PersistentReplicator.readMoreEntries() created an InFlightTask before checking the replicator dispatch rate limiter.

When replicator dispatch throttling was enabled and the rate limiter had no message or byte permits, the method scheduled a retry and returned without issuing cursor.asyncReadEntriesOrWait(...). The newly-created task stayed in entries == null, so it looked like a pending cursor read even though no read request existed.

On the next retry, hasPendingRead() returned true and the replicator stopped scheduling further reads. This could leave geo-replication stuck with backlog when replicator dispatch throttling is enabled.

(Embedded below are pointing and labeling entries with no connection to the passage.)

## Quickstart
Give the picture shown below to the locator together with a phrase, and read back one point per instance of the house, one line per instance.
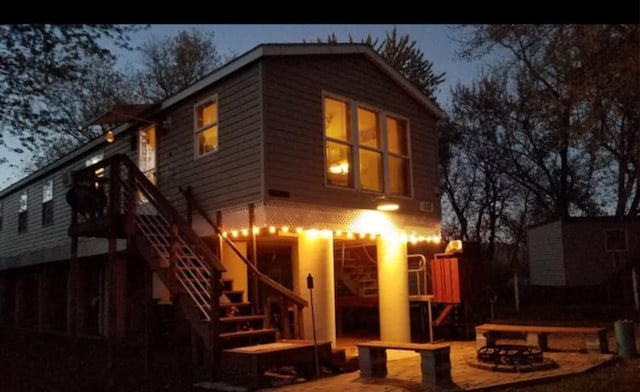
(265, 176)
(585, 252)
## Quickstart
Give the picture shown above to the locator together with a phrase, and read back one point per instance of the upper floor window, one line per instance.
(375, 157)
(206, 127)
(95, 159)
(47, 203)
(22, 212)
(615, 240)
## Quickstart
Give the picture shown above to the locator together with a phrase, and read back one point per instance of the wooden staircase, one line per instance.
(187, 266)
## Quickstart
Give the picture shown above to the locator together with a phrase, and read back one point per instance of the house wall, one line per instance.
(293, 107)
(49, 243)
(230, 176)
(546, 261)
(586, 259)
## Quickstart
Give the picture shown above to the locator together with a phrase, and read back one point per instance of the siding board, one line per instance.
(293, 111)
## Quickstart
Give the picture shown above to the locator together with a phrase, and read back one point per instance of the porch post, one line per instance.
(315, 257)
(393, 289)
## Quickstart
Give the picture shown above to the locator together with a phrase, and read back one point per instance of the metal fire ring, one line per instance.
(510, 354)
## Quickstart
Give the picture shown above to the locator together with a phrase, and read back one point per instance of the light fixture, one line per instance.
(384, 203)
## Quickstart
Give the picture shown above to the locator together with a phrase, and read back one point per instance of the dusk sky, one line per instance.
(435, 41)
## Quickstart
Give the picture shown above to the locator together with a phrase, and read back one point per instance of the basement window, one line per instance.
(615, 240)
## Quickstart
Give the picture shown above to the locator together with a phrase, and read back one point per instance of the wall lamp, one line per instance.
(384, 203)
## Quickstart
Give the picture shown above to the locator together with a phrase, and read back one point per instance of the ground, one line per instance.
(32, 362)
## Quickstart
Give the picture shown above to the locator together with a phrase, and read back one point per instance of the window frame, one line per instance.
(607, 239)
(47, 203)
(23, 213)
(198, 130)
(354, 144)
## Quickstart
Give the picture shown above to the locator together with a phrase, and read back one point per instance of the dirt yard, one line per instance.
(32, 362)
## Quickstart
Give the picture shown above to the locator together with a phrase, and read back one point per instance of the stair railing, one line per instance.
(266, 283)
(139, 205)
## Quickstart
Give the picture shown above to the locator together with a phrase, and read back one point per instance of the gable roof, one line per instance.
(265, 50)
(258, 52)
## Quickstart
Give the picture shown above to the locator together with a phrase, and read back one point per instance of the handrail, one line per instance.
(297, 299)
(153, 194)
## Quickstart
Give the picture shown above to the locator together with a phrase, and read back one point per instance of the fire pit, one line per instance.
(512, 358)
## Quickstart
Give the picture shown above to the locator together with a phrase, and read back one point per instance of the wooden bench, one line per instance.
(247, 365)
(595, 338)
(435, 360)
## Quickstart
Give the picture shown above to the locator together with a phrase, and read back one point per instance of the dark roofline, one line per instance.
(260, 51)
(588, 219)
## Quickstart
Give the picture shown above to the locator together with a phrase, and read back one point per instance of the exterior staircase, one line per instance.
(187, 266)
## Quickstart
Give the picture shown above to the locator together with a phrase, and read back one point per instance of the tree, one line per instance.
(79, 104)
(168, 66)
(403, 55)
(173, 63)
(35, 58)
(552, 78)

In addition, readBatchSize/maxReadSizeBytes logic wasn't applied on the default read path when the rate limiter isn't configured.

Modifications

Compute producer and rate-limiter permits before creating the in-flight read task.

Create the InFlightTask only after confirming that a real cursor read will be issued. This preserves the invariant that an entries == null in-flight task corresponds to an actual pending cursor read.

Store the computed byte read limit on the InFlightTask, so the task carries both message and byte read limits without an extra wrapper object.

Added a unit test covering the no-permit rate-limiter path for both message and byte throttling, verifying that no pending in-flight read task is created.

Honor readBatchSize/maxReadSizeBytes on the default read path. This was previously ignored as a result of some earlier changes.

Verifying this change

This change added tests and can be verified as follows:

  • ./gradlew :pulsar-broker:test --tests org.apache.pulsar.broker.service.persistent.PersistentReplicatorInflightTaskTest.testRateLimiterWithoutPermitsDoesNotCreateInFlightTask
  • ./gradlew :pulsar-broker:test --tests org.apache.pulsar.broker.service.persistent.PersistentReplicatorInflightTaskTest.testCreateOrRecycleInFlightTaskIntoQueue
  • ./gradlew :pulsar-broker:test --tests org.apache.pulsar.broker.service.persistent.PersistentReplicatorInflightTaskTest.testMaybeCreateInFlightReadTask
  • ./gradlew :pulsar-broker:test --tests org.apache.pulsar.broker.service.ReplicatorRateLimiterTest.testReplicatorRateLimiterMessageReceivedAllMessages
  • ./gradlew :pulsar-broker:test --tests org.apache.pulsar.broker.service.ReplicatorRateLimiterTest.testReplicatorRateLimiterByBytes

Does this pull request potentially affect one of the following parts:

  • Dependencies (add or upgrade a dependency)
  • The public API
  • The schema
  • The default values of configurations
  • The threading model
  • The binary protocol
  • The REST endpoints
  • The admin CLI options
  • The metrics
  • Anything that affects deployment

@void-ptr974 void-ptr974 force-pushed the fix/replicator-rate-limiter-inflight branch from 7fed1bd to 16ad2d7 Compare June 12, 2026 01:59
@void-ptr974 void-ptr974 force-pushed the fix/replicator-rate-limiter-inflight branch from 16ad2d7 to 25ed1ac Compare June 12, 2026 02:29
@void-ptr974 void-ptr974 marked this pull request as ready for review June 12, 2026 02:38
@void-ptr974

Copy link
Copy Markdown
Contributor Author

Hi @poorbarcode, this one adjusts when PersistentReplicator creates in-flight read tasks under dispatch rate limiting. Could you help review the pending-read / permit invariant when you have time? Thanks!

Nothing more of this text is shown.